Canada Mortgage and Housing Corporation (CMHC) announced on May 7, 2026, an expansion of its mortgage loan insurance offerings to cover prefabricated and modular construction under two distinct programs, broadening financing access for individual homebuyers and multi-unit developers alike.
Background
Canada's housing shortage has intensified pressure on federal agencies to accelerate supply. CMHC has previously stated the country must double housing starts over the next decade to gradually restore affordability to 2019 levels. Meeting that target requires not only more construction but faster construction-an area where modular and prefabricated methods hold a structural advantage over conventional site-built approaches.

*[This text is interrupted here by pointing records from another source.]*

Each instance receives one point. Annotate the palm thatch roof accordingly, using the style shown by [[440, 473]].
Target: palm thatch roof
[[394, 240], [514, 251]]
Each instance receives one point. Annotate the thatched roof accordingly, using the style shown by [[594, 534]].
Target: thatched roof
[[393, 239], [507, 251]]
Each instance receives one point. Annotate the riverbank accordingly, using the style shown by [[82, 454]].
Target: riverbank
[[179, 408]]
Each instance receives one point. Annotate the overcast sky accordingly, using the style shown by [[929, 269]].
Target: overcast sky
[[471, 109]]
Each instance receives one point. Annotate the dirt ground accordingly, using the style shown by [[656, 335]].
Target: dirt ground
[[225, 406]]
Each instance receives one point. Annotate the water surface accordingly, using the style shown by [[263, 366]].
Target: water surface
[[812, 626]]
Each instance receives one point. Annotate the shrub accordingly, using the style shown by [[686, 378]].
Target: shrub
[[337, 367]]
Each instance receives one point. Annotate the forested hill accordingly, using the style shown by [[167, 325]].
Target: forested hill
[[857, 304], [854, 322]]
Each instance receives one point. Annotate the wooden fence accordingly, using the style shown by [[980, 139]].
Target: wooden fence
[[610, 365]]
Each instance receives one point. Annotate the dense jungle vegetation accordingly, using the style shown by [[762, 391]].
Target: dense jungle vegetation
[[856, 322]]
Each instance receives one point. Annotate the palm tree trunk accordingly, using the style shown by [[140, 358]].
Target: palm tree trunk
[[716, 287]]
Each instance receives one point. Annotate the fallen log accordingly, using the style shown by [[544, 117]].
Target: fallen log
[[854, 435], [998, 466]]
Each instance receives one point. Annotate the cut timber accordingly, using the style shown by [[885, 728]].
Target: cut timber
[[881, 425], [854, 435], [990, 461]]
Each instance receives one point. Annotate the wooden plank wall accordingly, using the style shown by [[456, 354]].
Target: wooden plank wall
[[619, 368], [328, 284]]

Until recently, financing posed a core obstacle for modular developers. Up to 80 percent of a modular project is completed off-site in a factory, requiring substantial upfront payments before any on-site progress can be measured. Conventional lending practices, however, are structured around on-site progress draws-a mismatch that has restricted capital flows into the sector, according to research published by the C.D. Howe Institute. Lenders have historically cited security concerns around projects where factory-fabricated modules offer limited collateral if construction stalls.

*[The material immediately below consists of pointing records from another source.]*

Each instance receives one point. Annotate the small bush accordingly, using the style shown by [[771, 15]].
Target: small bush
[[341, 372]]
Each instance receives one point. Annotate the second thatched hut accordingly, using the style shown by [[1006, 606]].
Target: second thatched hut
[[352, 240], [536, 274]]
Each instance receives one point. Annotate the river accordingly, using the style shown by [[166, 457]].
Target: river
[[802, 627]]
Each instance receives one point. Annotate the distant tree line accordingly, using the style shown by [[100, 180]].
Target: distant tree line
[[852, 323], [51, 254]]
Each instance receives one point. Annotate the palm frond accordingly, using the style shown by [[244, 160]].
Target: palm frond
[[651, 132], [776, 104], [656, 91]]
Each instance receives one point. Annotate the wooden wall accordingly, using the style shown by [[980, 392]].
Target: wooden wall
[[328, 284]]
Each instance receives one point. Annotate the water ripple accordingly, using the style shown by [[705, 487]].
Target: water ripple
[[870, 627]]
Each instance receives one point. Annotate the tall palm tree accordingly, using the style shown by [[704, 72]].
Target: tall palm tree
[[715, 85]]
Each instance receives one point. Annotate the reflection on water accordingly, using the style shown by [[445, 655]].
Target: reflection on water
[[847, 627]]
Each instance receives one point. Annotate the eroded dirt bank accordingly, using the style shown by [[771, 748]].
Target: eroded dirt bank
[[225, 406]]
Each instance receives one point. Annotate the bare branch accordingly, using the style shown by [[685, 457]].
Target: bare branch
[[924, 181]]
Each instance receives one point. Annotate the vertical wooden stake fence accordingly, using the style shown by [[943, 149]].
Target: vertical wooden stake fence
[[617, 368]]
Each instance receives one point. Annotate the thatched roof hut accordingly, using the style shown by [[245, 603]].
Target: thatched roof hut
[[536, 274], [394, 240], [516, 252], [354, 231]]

Canada's modular housing permitting landscape has also been evolving. A national framework to standardize modular permits was unveiled in March 2026, addressing fragmented provincial and municipal approval processes that have further slowed adoption.
Details
CMHC's announcement introduces two related but distinct mechanisms. The first, branded CMHC Prefab Plus, targets individual homebuyers purchasing factory-built homes. Under the program, homebuyers can purchase a factory-built home with a minimum down payment of 5% and access CMHC-insured financing for their mortgage. The product is structured around staged draws: a buyer can access a first draw to acquire and prepare land, followed by a second draw once the home is delivered and ready for installation-aligning disbursements with the actual sequencing of prefabricated construction.
The second component addresses multi-unit construction. Following a pilot initiative that provided insured financing for more than 800 new rental homes using modular construction across five provinces, CMHC is expanding its multi-unit mortgage loan insurance to allow modular construction for all its multi-unit products, including MLI Select. MLI Select is CMHC's affordability-linked insurance product that awards premium discounts to projects meeting targets in energy efficiency, accessibility, and affordability.
To manage lender risk during the factory phase, the program framework relies on performance bonding from the modular manufacturer alongside legal and insurance protections arranged with participating lenders-mechanisms that allow CMHC to advance mortgage funds while modules are still being fabricated. CBRE has described this structure as providing "a replicable model to roll out in other Canadian markets" for affordable housing providers.
The pilot program's most cited precedent, 605 Studio West in Calgary, was an 84-unit affordable housing complex developed by Attainable Homes Calgary and was built and occupied in under one year, compared to nearly two years for a comparable conventionally built project in the same community. The development was manufactured by ATCO Structures, with 56 modular boxes assembled on-site following approximately three months of factory fabrication.
CMHC-backed insured loans can typically be borrowed at loan-to-cost ratios of up to 90 to 95 percent, and at interest rates generally one to two percentage points lower than conventional rates, according to industry sources-a differential that becomes more pronounced when shorter construction timelines reduce total interest accrual. Harley Gold, a managing director at Peakhill Capital, noted that CMHC insurance on modular construction loans had previously been unavailable and that broader access would draw more investors and developers to the sector.
Outlook
With the multi-unit expansion now applying to all MLI products, lenders and builders will need to update underwriting processes to accommodate factory-phase advance structures and manufacturer bonding requirements. Provincial permitting timelines for modular builds-which remain inconsistent across jurisdictions-will also influence how quickly the expanded insurance framework translates into new housing starts. CMHC has indicated it will continue deploying its full suite of tools to scale housing supply, with Prefab Plus and the multi-unit modular expansion representing its most direct intervention yet into the construction financing workflow for off-site building methods.